# Fred Jones to sign with Raptors



## Q8i (Oct 23, 2004)

http://sportsillustrated.cnn.com/2006/basketball/nba/07/23/bc.bkn.jones.raptors.ap/index.html


----------



## BaLL_HoG (Jun 17, 2006)

http://msn.foxsports.com/nba/story/5809876 :banana:


----------



## speedythief (Jul 16, 2003)

That was fast.

I guess he doesn't mind being our second choice.
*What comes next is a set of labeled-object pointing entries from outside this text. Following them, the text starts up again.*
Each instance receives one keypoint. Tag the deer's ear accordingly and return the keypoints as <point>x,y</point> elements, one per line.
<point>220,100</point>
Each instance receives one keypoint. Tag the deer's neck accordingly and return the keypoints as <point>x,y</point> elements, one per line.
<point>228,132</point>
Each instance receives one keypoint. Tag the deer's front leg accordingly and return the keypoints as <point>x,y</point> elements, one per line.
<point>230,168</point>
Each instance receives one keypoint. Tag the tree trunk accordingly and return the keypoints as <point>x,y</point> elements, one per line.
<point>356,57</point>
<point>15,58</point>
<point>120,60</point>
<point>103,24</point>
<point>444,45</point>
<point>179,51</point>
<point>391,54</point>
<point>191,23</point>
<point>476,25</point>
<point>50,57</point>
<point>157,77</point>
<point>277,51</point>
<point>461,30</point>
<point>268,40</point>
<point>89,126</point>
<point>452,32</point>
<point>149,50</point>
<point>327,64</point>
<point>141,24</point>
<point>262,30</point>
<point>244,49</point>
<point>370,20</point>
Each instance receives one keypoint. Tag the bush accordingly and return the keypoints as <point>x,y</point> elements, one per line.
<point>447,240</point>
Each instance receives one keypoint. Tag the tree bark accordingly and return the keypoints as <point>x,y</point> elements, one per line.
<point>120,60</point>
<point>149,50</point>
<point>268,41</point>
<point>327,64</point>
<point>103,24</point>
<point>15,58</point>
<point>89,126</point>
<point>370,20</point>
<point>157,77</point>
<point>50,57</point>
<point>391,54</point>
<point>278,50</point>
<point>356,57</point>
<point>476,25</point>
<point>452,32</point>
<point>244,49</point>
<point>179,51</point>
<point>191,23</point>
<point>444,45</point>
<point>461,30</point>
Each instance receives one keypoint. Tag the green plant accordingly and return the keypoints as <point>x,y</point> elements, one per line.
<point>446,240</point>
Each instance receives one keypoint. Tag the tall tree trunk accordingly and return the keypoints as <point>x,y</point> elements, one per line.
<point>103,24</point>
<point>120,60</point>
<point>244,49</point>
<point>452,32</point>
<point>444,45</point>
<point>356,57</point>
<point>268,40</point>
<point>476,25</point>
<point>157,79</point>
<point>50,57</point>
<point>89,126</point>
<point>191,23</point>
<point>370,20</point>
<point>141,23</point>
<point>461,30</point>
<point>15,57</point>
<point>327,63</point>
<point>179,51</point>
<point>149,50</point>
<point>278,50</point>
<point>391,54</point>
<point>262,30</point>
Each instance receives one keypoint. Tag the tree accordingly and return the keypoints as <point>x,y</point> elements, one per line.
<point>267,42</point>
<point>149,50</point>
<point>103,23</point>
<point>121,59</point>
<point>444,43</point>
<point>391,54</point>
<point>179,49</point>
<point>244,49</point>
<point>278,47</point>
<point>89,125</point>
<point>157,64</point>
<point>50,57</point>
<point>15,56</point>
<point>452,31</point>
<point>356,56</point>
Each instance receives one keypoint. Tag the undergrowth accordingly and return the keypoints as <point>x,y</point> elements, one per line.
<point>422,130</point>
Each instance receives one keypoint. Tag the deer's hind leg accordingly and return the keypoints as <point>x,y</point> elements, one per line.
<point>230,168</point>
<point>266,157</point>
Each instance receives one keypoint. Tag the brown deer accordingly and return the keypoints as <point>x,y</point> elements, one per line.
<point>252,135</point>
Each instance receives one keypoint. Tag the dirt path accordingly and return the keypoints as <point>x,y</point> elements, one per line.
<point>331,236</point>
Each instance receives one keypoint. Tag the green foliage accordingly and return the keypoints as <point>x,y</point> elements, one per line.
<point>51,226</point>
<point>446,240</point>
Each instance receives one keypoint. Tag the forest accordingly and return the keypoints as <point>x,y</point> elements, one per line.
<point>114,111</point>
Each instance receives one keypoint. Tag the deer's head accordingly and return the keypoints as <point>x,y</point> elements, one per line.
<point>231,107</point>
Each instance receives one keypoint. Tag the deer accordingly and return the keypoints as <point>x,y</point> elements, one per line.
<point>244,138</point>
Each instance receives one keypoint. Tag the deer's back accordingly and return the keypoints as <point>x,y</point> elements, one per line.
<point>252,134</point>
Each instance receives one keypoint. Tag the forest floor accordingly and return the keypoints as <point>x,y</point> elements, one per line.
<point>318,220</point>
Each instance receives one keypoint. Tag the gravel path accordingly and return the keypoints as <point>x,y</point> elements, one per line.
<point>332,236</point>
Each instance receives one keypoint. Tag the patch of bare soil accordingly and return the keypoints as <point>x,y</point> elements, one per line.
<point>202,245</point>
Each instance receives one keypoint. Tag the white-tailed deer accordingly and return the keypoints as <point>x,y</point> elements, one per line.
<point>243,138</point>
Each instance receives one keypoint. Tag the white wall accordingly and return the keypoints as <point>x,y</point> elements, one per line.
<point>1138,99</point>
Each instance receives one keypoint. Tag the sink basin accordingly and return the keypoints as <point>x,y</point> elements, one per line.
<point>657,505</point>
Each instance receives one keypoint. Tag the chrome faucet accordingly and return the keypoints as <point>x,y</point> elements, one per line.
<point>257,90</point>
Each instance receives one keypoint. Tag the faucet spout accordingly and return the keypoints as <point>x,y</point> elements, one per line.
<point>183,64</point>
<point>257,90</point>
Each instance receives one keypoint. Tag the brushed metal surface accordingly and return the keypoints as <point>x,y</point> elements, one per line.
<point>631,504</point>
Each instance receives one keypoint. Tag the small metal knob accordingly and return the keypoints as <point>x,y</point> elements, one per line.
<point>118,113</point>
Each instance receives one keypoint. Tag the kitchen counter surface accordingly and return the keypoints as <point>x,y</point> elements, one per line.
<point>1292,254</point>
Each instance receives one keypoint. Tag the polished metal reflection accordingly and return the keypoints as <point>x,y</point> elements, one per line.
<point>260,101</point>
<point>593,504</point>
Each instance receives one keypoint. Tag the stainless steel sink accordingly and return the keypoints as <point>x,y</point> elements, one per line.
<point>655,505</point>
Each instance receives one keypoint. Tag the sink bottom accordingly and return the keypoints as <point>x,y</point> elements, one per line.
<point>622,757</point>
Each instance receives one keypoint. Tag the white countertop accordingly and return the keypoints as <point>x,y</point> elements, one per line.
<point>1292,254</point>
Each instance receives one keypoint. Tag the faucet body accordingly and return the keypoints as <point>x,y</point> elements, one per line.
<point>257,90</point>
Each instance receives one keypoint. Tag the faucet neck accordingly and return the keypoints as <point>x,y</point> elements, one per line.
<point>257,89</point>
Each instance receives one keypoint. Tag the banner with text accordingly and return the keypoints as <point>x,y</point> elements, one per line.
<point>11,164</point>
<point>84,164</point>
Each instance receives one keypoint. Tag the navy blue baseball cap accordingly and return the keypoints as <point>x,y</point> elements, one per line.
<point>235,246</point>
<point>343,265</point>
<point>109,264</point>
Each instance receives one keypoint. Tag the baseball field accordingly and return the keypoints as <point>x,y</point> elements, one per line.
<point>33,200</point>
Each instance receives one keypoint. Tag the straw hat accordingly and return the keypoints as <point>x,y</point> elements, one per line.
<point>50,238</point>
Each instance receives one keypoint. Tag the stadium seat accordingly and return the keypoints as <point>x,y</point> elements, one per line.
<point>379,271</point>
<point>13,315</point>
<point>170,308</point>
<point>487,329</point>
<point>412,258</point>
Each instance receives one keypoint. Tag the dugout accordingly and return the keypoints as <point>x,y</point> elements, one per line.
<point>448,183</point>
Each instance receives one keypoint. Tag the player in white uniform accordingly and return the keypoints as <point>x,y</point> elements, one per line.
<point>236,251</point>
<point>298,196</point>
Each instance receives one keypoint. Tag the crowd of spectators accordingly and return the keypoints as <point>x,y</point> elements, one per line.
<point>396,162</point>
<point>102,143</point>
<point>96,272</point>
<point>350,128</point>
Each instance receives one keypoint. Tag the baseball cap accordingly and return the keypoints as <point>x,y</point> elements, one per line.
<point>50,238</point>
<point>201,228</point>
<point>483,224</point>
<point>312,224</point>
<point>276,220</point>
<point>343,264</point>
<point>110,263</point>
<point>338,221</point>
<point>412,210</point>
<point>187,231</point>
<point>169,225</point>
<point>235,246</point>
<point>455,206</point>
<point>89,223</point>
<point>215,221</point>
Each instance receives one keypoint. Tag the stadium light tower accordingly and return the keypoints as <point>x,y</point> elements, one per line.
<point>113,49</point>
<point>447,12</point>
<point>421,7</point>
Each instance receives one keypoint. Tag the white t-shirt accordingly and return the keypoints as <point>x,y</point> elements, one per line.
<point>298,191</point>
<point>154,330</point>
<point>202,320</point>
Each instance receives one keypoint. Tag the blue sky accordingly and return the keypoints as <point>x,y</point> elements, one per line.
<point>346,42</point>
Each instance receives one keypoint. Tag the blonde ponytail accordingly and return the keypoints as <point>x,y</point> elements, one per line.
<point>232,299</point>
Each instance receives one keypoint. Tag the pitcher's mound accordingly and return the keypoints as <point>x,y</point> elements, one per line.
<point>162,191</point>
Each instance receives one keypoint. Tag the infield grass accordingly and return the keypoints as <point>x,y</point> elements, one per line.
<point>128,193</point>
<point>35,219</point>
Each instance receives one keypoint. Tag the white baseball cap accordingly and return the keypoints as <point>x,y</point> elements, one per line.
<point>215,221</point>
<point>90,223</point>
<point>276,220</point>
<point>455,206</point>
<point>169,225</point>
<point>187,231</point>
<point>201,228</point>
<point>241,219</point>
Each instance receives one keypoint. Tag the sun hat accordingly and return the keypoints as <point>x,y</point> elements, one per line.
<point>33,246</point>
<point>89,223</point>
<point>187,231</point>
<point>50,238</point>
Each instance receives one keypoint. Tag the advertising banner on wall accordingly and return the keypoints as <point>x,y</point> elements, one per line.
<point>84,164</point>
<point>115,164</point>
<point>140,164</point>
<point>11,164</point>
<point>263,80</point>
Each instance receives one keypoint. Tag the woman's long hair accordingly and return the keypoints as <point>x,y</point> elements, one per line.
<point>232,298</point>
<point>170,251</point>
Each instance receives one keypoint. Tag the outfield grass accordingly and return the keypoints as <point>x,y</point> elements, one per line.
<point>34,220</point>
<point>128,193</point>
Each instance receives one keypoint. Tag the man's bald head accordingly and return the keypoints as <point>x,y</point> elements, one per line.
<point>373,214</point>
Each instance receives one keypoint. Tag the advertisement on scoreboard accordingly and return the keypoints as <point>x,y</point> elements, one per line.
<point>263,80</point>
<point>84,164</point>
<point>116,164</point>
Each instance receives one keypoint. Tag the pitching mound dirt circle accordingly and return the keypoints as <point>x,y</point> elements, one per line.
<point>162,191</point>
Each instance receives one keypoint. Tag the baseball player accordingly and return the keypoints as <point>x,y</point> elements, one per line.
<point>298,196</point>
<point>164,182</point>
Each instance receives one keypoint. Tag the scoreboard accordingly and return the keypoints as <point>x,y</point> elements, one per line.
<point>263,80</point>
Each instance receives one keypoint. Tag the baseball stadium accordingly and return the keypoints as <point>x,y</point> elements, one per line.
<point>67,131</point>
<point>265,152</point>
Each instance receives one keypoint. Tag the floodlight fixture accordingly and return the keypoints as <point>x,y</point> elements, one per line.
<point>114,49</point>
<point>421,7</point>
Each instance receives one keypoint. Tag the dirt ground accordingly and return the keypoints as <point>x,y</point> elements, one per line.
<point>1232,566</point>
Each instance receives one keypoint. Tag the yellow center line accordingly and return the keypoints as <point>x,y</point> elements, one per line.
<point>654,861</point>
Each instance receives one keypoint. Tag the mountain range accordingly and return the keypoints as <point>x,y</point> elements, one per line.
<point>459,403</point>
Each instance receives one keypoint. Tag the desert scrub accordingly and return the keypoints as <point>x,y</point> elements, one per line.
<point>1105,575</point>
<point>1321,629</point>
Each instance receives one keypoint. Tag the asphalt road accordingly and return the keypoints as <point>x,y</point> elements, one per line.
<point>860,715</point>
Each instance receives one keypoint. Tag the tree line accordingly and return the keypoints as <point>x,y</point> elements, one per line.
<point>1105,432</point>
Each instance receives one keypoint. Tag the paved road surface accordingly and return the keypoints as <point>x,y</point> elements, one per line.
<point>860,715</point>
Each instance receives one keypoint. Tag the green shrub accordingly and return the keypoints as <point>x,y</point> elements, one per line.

I wonder what kind of years we're offering? More than three would be too much, IMO.


----------



## Pain5155 (May 28, 2006)

excellent addition to the bench.


----------



## MjM2xtreMe (Sep 1, 2005)

But hey it could be less than what we offered Salmon's which would give us a bit more capspace. Im beginning to like this transaction even more. I guess Salmon's backing out on us was meant to be.


----------



## undefined_playa (Oct 23, 2005)

I'm lovin this...big ups to Salmons for backing out!!!!


----------



## Pnack (Aug 23, 2005)

Great pickup. This kid can provide lots of energy for the whole team off his flashy dunks.


----------



## ss03 (May 31, 2006)

You know it's funny, Salmon's choosing Toronto let Phoenix get Marcus Banks for less money which they think is much better (and it is)

Salmon's backing out with Toronto let us get Fred Jones for a lot less (most likely), which Toronto fans like better. 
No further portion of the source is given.